Have you ever heard someone say that you can’t take the square root of a negative number? In some equations, there are situations where you must take the square root of a negative number in order to solve it. That’s what this post is about. The square root of -1 is known as $i$, the imaginary unit. Complex numbers are those that have the imaginary unit $i$, such as the term $3i$.

A Quadratic Equation

Let’s take the quadratic equation $x^2 + 6x + 10 = 0$. We can try to solve it using the formula $x = \frac{-b \pm \sqrt{b^2 - 4ac}}{2a}$, but there is a problem. If we plug in the numbers into the formula, we will get $x = \frac{-6 \pm \sqrt{36 - 40}}{2}$. We can’t take the square root of -4 (subtracting 40 from 36 results in -4). It is an imaginary number. From here, we can conclude that the solution of the equation is a complex number. The square root of -4 is $2i$, so if we calculate the rest of the equation we get $x = -3 \pm i$.
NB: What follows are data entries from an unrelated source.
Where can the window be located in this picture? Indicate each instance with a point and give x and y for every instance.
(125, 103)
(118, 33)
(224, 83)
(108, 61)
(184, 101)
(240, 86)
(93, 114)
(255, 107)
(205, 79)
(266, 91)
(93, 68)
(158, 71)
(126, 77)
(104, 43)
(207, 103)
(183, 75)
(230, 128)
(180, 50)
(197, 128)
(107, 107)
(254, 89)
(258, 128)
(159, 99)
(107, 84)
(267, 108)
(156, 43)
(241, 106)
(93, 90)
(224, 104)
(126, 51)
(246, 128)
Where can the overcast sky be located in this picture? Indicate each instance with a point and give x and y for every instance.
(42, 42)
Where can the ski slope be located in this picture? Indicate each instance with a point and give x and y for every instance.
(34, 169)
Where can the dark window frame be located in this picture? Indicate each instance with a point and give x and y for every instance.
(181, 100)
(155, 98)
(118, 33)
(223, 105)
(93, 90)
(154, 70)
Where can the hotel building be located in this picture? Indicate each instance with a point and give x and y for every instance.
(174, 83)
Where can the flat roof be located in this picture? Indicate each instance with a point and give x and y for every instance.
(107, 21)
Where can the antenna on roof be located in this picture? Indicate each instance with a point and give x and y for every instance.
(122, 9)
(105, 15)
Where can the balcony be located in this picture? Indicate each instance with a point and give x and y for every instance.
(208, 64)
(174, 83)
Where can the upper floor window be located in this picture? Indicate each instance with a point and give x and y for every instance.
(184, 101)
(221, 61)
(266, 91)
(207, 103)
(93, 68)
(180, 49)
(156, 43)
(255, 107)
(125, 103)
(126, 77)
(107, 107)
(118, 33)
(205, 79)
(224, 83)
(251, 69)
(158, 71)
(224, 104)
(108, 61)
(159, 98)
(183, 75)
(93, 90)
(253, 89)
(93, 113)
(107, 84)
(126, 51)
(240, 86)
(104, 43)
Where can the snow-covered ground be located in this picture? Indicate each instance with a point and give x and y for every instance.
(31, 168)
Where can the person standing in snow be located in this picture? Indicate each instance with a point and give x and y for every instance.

The Importance of Complex Numbers

Complex numbers aren’t only used in algebra - they are also common in engineering and physics. $i$ is used in quantum mechanics, such as in the Schrodinger equation (the Schrodinger equation will be saved for another time). In electrical engineering, complex numbers are used for AC circuits. The magnitude and phase of voltage are represented by $i$. Euler’s equation is used to connect magnitude and phase (complex exponentials) to sine and cosine waves. Complex numbers make it easy for scientists and engineers to work with waves.

Conclusion

Complex numbers are all around us even when you don’t notice it. When you pass by an electron, or when you charge you phone. You can see how the square root of a negative number is really more than just an imaginary number - it models the universe. From solving a basic math problem to unifying the fundamental forces, complex numbers will always be there.